This repair highlights a couple of issues that are important to pass on;
1.) For new builders, you need to understand that most seat tube stock IS NOT prepared to be slotted into a frame and built off of. The majority of standard tubes are too light in wall thickness to support the stress of a leveraging seat post and the mechanical weakening that comes with slotting. You must address the problem by one of three options; using an externally butted seat tube designed with a thicker wall for the post insertion butt, using an external sleeve that is brazed over the seat tube and then built off of ala early Groves/Ritcheys etc, or turning down an internal sleeve that is pressed into the seat tube to provide additional strength. Without it, you will most certainly develop a lateral crack extending from the slot around the tube much like this example.
2.) If you are going to perform a repair, do it right. When this frame cracked, a repair was attempted to correct the situation, obviously by a builder who has little experience/understanding of mechanical stresses and how to address them. In this case, the lateral crack from the seat tube slot was simply brazed over top of with silver, a band aid to please the customer for the moment and obviously not for the long term as no attempt was made to limit the extension of the problem or to support it for future use.
With the paint off, here you can see the crack has extended through the silver patch...
The game plan for this repair is to remove the poor silver patch, clean up the tube, fabricate an internal sleeve to improve the tubes ability to sustain the stresses of riding, and then to limit and clean up the cracked area.
I started off by cutting off the seat tube top as close to the top tube as I was comfortable with, keeping the cut straight and parallel. I also removed all the silver patch that was applied and drilled out the end of the crack to stop it's forward progression. In progress in this pic...
Using a machinists square and a file, I then worked around the tube insuring all aspects were as flat as possible.
I then cleaned up the inside of the tubing with a bit of a barrel sander, lightly applying pressure so as to keep the ID constant.
I then got to work on the new sleeve insert, cutting the selected tubing in the cold saw.

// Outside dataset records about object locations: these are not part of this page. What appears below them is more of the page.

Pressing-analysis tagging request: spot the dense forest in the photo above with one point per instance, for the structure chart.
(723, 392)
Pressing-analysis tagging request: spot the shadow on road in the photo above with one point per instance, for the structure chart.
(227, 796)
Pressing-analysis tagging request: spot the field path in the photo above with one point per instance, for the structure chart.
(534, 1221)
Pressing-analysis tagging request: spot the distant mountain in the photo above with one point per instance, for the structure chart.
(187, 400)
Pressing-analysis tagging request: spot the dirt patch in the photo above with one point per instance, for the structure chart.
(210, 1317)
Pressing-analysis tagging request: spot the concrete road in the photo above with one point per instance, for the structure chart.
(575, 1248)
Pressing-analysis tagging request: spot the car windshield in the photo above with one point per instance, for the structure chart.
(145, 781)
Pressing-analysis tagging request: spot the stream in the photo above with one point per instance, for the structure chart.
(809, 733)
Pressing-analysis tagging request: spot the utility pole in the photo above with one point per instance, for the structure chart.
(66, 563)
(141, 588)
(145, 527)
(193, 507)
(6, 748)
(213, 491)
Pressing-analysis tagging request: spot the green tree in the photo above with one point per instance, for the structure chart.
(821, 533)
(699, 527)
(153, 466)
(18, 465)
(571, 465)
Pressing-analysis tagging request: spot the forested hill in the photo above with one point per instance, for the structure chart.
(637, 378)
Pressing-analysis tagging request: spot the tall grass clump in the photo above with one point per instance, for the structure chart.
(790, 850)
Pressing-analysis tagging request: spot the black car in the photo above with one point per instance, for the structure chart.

As this repair will rely on an internal sleeve, I has to choose a piece of tubing that would allow me to keep the OD the same as the original seat tube, have a great enough wall thickness to turn down the wall for the insertion portion so that it still adds strength to the section, and have an ID that will accept a current seat post size...quite a few variables to consider.
Once cut to rough length, the sleeve is squared and deburred in the lathe, then I began to turn down the OD to fit the ID of the seat tube...
Here you can see a quick dry fit to insure I have the tolerances correct before pressing into place...
The piece is then taken out, everything chemically cleaned then pressed into place...
A thorough cleaning to get rid of the balance of the mill scale, a wipe with acetone again, and it's time to weld the two pieces together.
I then drilled and slotted the front aspect of the extension for the compression duties. I am a firm believer in slotting the front of the tube. Why you ask? Well, it never made any sense to me to place the weakest point of the tube, the slot, at the rear of the tube where a majority of the stress from the seat post leverage was concentrated. By moving it around to the front, it allows a uniform dispersal of stress in the rear of the tube.
Some of you may ask why I did not slot the extension prior to pressing it into the tube, an act that would have been easier outside of the frame. Well, I've been caught once or twice having the insert turn just a skoosh when pressing into the frame and then been stuck with aligning the slot, no small task with the pressure fit of the sleeve.
Something to watch out for if attempting this type of repair, you must have good heat control with your tig torch so as not to burn through and cause irregularities inside the seat tube that will cause interference with your seatpost. Tig bead is a bear to try and ream out, so control is the name of the game. Here you can see just a slight heat shadow on the inside...no distortion present.
With the sleeve in place, some cosmetic work is next. I had ground off the silver and the slot reinforcement. There was, however, too much residual silver to fill it with the tig torch without contamination, so I then laid down some 56%, allowing it to float and smooth over the top as well as drawing it down into the crack and in between the tube and the insert, further fortifying the area while making it look visually presentable.
The silver and sleeve was then filed smooth so that the repair becomes invisible, looking original once under paint.
This guy is getting a nice metallic lapis illusion powder coat, then it'll be off to Michael for hanging of parts.
I'll be out of the shop Monday and Tuesday for some personal reasons, looking to be back at ya on Wednesday.